Но психологически русские пастыри были не готовы к тому, чтобы строить самостоятельную жизнь в отрыве от государства, причем государства православного, для которого интересы Церкви – не пустой звук. «Государственнический» подход к решению вопроса о степени церковной свободы был совершенно одинаков как у иерархов последних предреволюционных лет, мечтавших о восстановлении канонического строя церковного управления, так и у их предшественников, живших столетием ранее.
Понимать причину болезни, наблюдая тревожные симптомы, к сожалению, очень часто не значит иметь возможность применить нужное лекарство для ее излечения. Понятие «формы» было вкоренено в сознание отечественного епископата, который, даже понимая неправильность (если не сказать более) многих действий, предпринятых в отношении Церкви светскими властями в XVIII–XIX веках, а также неканоничность самого синодального устройства, не мог представить себе автономное существование в России Российской же Церкви. «Идти к народу» в тех условиях Церковь могла только государственным, т. е. опять-таки формальным, путем, не зная (и не желая знать), как можно разорвать этот порочный круг.
Искренне желая реформ, Русская Церковь вплоть до революции не имела возможности самостоятельно ничего решить, начиная и заканчивая любое движение в сторону реформ лишь с согласия светских властей. Такие привычки послушания представителям «мира сего» преодолеваются не просто, и не вина Православной Церкви в том, что в течение многих десятилетий «оставленный самому себе» русский народ в большинстве своем не поддержал ее пастырей в самую ответственную и страшную для них годину.[31] «Выстуженная» канцелярией Церковь, не привыкшая к самостоятельности и к коллективному творчеству, очищалась кровью своих мучеников и исповедников. Однако миллионы оказались, как и предполагал генерал А.А. Киреев, потерянными для нее.
Петровская «симфония», привела в итоге к господству «формализма», а следовательно, и специфического «церковного позитивизма» в среде православных архипастырей. Однако не меньшая вина «византийской болезни» состоит в том, что она привила многим отечественным епископам взгляд на церковное служение как на государственную службу, где мистический элемент подавляется элементом практическим и где политическая целесообразность ценится если не выше, то, по крайней мере, наравне с «метафизической» церковной пользой.
Классическим примером синодального иерарха, придерживавшегося таких взглядов, можно считать Патриарха Московского и всея Руси Сергия.
III
…Семнадцатый год стал для Православной Церкви огромным испытанием, с его приходом окончился двухвековой синодальный период ее истории. Были ли готовы к этому русские иерархи, среди которых одним из наиболее заметных являлся Финляндский архиепископ Сергий?
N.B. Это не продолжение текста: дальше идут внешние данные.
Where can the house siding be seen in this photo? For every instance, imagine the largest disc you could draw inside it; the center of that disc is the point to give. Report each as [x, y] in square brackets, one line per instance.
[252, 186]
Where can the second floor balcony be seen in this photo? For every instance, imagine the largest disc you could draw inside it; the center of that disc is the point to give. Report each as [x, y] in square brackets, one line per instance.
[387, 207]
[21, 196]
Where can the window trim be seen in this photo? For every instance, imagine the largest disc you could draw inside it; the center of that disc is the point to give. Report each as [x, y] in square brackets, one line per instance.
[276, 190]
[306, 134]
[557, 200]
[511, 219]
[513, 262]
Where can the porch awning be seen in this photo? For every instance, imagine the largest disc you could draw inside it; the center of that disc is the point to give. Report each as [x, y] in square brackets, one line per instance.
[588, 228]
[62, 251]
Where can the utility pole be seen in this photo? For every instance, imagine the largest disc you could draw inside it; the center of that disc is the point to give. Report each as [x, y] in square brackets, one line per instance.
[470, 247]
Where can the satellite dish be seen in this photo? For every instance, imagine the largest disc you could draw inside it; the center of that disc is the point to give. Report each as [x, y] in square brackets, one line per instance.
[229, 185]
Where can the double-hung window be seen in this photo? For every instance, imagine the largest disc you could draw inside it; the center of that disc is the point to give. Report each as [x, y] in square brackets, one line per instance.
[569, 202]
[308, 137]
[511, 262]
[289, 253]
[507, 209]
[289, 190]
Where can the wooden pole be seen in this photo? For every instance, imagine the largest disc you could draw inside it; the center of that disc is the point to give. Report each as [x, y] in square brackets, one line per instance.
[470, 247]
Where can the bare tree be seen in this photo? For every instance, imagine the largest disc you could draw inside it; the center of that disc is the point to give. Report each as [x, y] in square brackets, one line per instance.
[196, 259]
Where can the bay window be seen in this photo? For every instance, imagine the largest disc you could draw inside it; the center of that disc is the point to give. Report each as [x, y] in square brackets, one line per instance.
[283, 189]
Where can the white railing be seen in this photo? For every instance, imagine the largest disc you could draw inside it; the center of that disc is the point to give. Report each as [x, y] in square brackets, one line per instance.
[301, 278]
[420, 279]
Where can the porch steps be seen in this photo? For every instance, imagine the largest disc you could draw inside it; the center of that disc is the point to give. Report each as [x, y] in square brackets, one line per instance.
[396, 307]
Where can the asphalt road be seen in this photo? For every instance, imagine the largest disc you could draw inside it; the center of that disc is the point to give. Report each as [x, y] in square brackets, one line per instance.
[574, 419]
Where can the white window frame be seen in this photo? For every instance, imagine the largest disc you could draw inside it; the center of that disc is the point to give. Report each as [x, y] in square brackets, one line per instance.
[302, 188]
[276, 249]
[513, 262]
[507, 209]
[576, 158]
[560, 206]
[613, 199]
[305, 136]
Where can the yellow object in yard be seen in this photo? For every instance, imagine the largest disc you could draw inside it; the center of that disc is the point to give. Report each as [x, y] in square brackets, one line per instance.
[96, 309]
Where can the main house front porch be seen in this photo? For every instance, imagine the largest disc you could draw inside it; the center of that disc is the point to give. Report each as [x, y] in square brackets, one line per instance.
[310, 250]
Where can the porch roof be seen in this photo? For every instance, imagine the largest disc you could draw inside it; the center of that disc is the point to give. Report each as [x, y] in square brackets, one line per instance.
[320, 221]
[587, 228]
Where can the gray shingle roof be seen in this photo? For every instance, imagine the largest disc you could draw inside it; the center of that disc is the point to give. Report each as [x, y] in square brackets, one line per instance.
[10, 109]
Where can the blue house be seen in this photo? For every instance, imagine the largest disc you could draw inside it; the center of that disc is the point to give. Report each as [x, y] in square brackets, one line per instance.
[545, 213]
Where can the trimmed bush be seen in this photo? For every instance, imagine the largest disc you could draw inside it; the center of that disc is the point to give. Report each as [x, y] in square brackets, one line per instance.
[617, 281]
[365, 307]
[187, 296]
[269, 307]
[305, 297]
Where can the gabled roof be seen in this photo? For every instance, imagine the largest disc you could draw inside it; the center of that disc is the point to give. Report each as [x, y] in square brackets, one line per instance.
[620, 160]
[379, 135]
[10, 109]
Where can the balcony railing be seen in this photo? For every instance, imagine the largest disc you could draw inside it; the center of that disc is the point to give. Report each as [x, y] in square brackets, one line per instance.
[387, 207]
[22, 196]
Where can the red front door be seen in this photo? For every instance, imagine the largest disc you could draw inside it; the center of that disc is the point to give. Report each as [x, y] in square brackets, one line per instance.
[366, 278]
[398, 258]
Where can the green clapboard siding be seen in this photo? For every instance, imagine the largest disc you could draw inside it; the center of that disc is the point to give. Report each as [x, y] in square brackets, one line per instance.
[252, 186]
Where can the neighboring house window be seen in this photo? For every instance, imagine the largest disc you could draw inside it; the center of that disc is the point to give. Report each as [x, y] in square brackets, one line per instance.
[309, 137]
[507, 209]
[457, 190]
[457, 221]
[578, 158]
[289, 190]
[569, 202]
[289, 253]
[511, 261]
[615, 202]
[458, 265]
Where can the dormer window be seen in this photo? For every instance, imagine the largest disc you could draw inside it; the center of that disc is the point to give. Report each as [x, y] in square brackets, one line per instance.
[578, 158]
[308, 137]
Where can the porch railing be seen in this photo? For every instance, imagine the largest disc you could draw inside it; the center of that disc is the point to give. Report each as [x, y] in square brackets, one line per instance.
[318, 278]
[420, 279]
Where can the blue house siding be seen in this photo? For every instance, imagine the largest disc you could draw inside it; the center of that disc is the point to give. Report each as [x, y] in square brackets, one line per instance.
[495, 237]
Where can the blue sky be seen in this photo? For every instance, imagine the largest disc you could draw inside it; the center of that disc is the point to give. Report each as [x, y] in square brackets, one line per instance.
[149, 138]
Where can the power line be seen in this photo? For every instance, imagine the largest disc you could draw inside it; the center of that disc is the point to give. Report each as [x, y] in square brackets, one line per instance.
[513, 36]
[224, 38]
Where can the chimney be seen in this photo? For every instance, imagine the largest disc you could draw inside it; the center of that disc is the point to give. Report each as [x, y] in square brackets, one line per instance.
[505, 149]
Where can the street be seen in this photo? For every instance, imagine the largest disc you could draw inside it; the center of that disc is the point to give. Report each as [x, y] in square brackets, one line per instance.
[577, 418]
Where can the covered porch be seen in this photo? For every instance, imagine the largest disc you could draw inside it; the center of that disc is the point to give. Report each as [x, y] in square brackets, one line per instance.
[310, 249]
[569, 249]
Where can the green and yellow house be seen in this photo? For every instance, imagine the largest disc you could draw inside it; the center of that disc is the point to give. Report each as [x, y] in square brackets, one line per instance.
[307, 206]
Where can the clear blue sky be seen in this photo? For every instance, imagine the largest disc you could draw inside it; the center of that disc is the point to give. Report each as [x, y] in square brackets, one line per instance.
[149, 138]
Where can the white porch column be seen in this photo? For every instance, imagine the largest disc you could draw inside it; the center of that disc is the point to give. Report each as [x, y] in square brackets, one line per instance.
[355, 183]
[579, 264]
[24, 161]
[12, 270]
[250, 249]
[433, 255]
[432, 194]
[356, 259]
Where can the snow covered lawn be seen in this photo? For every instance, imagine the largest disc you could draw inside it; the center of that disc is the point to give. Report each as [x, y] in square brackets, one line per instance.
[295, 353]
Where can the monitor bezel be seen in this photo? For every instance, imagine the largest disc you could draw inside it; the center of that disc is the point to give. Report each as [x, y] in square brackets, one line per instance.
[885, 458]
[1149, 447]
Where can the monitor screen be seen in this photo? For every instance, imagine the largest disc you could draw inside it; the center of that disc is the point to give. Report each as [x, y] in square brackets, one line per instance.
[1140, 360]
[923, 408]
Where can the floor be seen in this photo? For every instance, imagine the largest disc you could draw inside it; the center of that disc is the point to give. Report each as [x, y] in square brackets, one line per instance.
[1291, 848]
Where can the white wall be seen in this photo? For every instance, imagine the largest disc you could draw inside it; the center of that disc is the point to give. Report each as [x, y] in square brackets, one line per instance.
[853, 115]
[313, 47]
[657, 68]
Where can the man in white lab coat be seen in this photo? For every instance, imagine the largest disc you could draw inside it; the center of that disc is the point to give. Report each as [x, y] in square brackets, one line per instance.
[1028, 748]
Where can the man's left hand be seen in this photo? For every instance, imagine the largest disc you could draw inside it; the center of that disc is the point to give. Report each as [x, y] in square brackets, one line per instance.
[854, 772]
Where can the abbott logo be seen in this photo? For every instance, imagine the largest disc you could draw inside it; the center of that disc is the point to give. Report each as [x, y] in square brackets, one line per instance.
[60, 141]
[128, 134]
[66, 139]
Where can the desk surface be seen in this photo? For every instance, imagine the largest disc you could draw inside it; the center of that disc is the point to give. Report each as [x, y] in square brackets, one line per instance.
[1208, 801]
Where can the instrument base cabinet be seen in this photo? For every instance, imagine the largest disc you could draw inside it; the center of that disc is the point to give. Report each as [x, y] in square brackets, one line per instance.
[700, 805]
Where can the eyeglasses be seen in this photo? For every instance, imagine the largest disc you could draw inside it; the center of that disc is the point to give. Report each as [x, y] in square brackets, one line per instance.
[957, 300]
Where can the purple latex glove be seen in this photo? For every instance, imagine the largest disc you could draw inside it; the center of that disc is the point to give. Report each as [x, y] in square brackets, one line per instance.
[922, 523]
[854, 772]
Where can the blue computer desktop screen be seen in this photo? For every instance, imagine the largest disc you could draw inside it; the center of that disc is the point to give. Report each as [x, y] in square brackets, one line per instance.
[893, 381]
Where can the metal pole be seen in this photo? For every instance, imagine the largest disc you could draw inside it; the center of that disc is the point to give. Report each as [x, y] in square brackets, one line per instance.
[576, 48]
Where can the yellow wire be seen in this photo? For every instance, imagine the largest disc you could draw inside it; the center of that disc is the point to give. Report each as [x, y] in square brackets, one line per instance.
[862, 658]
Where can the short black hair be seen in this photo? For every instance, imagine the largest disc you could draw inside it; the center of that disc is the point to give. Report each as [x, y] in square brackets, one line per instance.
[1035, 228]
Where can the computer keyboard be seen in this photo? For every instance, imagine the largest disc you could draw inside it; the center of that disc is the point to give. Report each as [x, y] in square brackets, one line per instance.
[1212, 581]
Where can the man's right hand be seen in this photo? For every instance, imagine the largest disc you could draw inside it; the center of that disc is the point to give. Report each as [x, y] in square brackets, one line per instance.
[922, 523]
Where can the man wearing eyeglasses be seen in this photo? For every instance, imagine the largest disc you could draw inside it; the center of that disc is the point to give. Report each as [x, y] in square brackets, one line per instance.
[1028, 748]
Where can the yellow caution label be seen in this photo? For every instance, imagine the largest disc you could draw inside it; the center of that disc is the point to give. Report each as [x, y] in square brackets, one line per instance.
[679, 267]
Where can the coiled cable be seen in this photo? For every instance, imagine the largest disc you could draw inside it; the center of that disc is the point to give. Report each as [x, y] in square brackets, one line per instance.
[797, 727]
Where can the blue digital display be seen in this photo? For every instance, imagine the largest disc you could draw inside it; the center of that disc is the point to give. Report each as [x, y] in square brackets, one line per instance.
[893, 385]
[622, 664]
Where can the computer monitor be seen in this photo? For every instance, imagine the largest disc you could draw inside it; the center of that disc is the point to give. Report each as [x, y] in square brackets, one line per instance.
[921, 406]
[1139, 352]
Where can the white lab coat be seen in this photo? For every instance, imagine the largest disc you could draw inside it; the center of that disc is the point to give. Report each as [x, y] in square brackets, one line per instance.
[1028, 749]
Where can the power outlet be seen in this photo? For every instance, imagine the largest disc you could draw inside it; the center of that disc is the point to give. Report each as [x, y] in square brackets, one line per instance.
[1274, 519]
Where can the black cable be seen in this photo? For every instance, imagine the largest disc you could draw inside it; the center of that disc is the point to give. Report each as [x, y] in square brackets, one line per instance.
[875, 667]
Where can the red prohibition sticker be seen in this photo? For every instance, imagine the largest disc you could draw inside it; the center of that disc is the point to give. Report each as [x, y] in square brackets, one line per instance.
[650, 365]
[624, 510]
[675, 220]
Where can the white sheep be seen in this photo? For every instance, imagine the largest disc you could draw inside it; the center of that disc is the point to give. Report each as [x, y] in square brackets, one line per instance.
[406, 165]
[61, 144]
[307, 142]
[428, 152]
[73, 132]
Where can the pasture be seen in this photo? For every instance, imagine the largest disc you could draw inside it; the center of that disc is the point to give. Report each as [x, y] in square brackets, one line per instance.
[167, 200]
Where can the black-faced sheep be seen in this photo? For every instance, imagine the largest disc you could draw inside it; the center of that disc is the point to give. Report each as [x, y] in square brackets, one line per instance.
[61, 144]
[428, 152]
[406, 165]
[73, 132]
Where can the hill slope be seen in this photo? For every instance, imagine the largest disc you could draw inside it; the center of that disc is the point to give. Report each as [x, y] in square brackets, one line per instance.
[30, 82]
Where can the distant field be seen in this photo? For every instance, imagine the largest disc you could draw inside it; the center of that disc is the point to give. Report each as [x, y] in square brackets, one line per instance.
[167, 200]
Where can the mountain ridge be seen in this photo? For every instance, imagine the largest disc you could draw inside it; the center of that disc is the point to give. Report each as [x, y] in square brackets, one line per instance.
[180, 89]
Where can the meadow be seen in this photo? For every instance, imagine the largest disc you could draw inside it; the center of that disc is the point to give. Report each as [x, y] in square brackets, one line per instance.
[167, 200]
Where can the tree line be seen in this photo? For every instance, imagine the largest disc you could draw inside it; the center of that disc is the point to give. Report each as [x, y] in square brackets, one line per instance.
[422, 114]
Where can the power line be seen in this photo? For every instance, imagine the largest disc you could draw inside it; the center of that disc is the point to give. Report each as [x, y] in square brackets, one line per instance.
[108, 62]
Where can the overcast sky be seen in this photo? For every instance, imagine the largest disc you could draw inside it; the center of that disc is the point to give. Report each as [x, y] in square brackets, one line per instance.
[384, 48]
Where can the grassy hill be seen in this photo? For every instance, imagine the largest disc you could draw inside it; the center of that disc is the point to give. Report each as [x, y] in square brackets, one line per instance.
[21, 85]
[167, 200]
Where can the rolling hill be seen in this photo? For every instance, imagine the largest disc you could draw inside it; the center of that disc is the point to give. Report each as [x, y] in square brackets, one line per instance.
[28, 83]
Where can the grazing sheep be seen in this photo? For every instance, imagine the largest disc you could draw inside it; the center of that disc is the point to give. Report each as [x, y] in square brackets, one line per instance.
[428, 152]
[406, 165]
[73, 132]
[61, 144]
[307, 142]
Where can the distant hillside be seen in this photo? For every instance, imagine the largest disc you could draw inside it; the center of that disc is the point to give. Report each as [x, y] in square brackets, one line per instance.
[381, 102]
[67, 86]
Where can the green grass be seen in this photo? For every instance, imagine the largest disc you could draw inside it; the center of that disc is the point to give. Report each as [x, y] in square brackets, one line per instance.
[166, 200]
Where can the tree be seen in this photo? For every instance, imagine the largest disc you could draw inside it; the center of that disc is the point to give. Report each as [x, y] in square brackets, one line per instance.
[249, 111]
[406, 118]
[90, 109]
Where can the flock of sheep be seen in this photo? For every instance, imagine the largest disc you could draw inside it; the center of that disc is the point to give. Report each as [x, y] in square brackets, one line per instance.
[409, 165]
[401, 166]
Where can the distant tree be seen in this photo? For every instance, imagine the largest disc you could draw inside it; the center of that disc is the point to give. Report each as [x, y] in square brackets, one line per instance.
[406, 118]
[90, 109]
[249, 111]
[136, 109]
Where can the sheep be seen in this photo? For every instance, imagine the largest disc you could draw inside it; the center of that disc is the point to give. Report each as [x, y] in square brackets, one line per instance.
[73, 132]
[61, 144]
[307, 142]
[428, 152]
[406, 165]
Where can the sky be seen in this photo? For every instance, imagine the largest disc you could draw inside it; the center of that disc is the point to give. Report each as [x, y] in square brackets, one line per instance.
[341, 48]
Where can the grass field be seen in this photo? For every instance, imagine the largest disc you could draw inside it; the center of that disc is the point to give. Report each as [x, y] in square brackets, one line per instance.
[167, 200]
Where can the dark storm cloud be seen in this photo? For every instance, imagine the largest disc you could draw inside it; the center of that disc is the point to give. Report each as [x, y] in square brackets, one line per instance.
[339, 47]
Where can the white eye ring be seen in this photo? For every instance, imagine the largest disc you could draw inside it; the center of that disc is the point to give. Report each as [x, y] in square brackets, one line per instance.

Едва ли. Все произошло как-то «вдруг». Разумеется, любая революция, несмотря на ее «закономерность», яркую «симптоматику», наличие в стране «революционной ситуации» и т. п., первоначально воспринимается современниками в большинстве случаев «внеисторически» (лучше даже сказать антиисторически). Это обстоятельство вполне объяснимо с психологической точки зрения и никак не противоречит многочисленным фактам, доказывающим, что революцию давно «ждали». Ожидание революционного коллапса вовсе не способствует его (коллапса) адекватному пониманию. Впрочем, если где и «ждали» революцию, то уж не в Церкви. Такой расклад никто из правящей иерархии и не предусматривал, доказательством чему стало последнее заседание последнего «царского» Св. Синода, проходившее 26 февраля 1917 г.
Пришедший на заседание Товарищ Обер-Прокурора князь Н. Д. Жевахов предложил иерархам выпустить воззвание, касавшееся происходивших тогда событий, которое стало бы «грозным предупреждением Церкви, влекущим, в случае ослушания, церковную кару». «Это всегда так, – ответил [князю] митрополит [Киевский Владимир]. – Когда мы не нужны, тогда нас не замечают; а в момент опасности к нам первым обращаются за помощью»[32]. В итоге предложение Жевахова не встретило поддержки в Синоде, а воззвание так и не появилось. Объясняет это князь не отказом высшей церковной иерархии помочь государству, а самым заурядным проявлением оппозиции Синода к Обер-Прокуротуре и совершенным непониманием ею происходивших тогда событий[33].
Скорее всего, он был прав. Но дело, думается, заключалось не только в этом. Зная, что собою представляла синодальная Церковь в «симфоническом» Российском государстве, вполне можно понять проявленную 26 февраля 1917 г. ее высшими представителями инертность. Самостоятельно реагировать на что бы то ни было главная конфессия Империи была давно отучена. К тому же и события развивались стремительно: если 26 февраля иерархи не вполне представляли себе возможных перспектив политического развития страны, то после 2 марта, когда пришло известие об отречении Императора, – тем более.